During Lunch I had the privilege and honor of meeting one of the most fascinating individuals that I have ever come across (coincidentally Jonell’s husband) Juan Logan. He and I quickly became friends and split a piece of chocolate cake while discussing racism, relocation, subjectivity, privilege and color blindness. As I began to listen to him speak about the artwork he produces and his upcoming projects I became fascinated with the ease in which Juan could speak about such critical subject matter. During our conversation I mentioned that this was my first time in the South and he said “if you are brave enough, I can share with you a portion of history later…”

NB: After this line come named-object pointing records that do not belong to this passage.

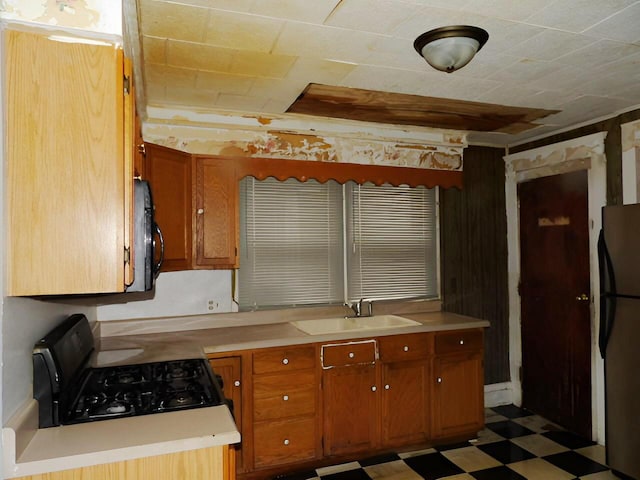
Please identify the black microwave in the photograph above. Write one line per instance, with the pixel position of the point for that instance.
(147, 253)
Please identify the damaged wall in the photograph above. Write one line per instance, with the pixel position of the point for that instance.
(89, 15)
(301, 141)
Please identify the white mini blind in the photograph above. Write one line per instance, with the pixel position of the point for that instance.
(291, 243)
(391, 242)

We arrived at his studio and what happened in this space was an experience far beyond the depths of my imagination. As soon as I came into this space I was incredibly captivated by the history that surrounded the place. Juan had “about 40 years of work” within his studio (as he so gracefully put it). I happily followed him around as he showed me work, after work. He answered every possible question I could come up with, and the more I learned the more I fell in love with what I saw.
During our studio art-hunt he briefly mentioned bits and pieces of the history of his ancestors; we discussed slavery, white privilege and racism… heavy, strong, painfully charged subjects. As we ventured into the depths of his studio he pulled out 6 prints from one of the drawers, looked at me and said, “these are the works we spoke about (during lunch), those I wanted to show you.” I quickly followed him to one of the working tables and he laid them out in front of me.
“This series is called Ghost… what do you see?” I looked and looked but could not make out any single clue that could give me a hint about the images I was looking at. To me they where fluid, these dark squares in front of me each showed me a form, a form I had not seen, something that was unfamiliar, something new, something strange, something that intrigued me but at this point I was unaware as to why.
Juan began to pull foreign objects from a near by box. He held in his very hands the objects from the photographs. One by one he showed me leg irons, shackles and finally an Iron neck ring. I stood there perplexed at what I was seeing and partly in disbelieve that he was holding such painful pieces of history in his very hands in front of me; he made his way toward me, Iron neck ring in hand and placed this foreign object around my neck.
For a single instance…
I felt the weight of history around my neck.
I psychologically occupied a space foreign to my time, my place and my kind.
I felt other to my own self as chills went down my spine.
A piece of iron made me feel lesser than, it made me feel humble and weak, it made me…
I do not assume that this single instance made me aware of African American history in all its complexity, nor do I believe that because of this moment I am a better person. This is but a step in my journey into color blindness. This is but an instance...
Thank You Jonelle & Juan for this grain of critical awareness “Pialli.”